# Variable cost-plus pricing

Variable cost-plus pricing is a system for developing prices that adds a markup to the total amount of variable costs incurred. Examples of the variable costs incurred are direct materials and direct labor. For the seller to earn a profit under this pricing arrangement, the markup percentage must be sufficiently high to cover fixed costs and administrative costs, as well as a reasonable profit. This approach can work well when variable costs comprise the bulk of all costs incurred. However, it can result in unusual outcomes when variable costs comprise just a small proportion of total costs, since the markup multiplier may result in an unusually high or low price. Another situation in which variable cost-plus pricing can be used is when a company will not incur any additional fixed costs for each additional unit sold (a common occurrence when there is excess capacity). In this case, variable costs are the same as total costs, so the effect is the same as would be the case for cost-plus pricing.

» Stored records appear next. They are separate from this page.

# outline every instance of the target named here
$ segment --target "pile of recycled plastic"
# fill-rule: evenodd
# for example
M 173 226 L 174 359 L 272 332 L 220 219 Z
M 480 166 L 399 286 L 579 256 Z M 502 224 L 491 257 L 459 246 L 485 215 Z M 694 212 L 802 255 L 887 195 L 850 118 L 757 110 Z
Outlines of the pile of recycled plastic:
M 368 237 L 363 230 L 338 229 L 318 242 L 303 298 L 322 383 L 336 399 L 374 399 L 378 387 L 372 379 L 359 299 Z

For example, a manufacturer uses variable cost-plus pricing to develop a quote for a purple widget. The variable cost to produce one of these widgets is \$20, and the firm uses a 40% markup percentage. This results in a quoted price of \$28, which is calculated as follows:

\$20 Variable costs x 1.4 Markup percentage = \$28 Price

The company has fixed costs that are allocated at \$6 per unit, which results in a total cost of \$26. Since the price is \$28, the company earns a \$2 profit on the sale of each unit.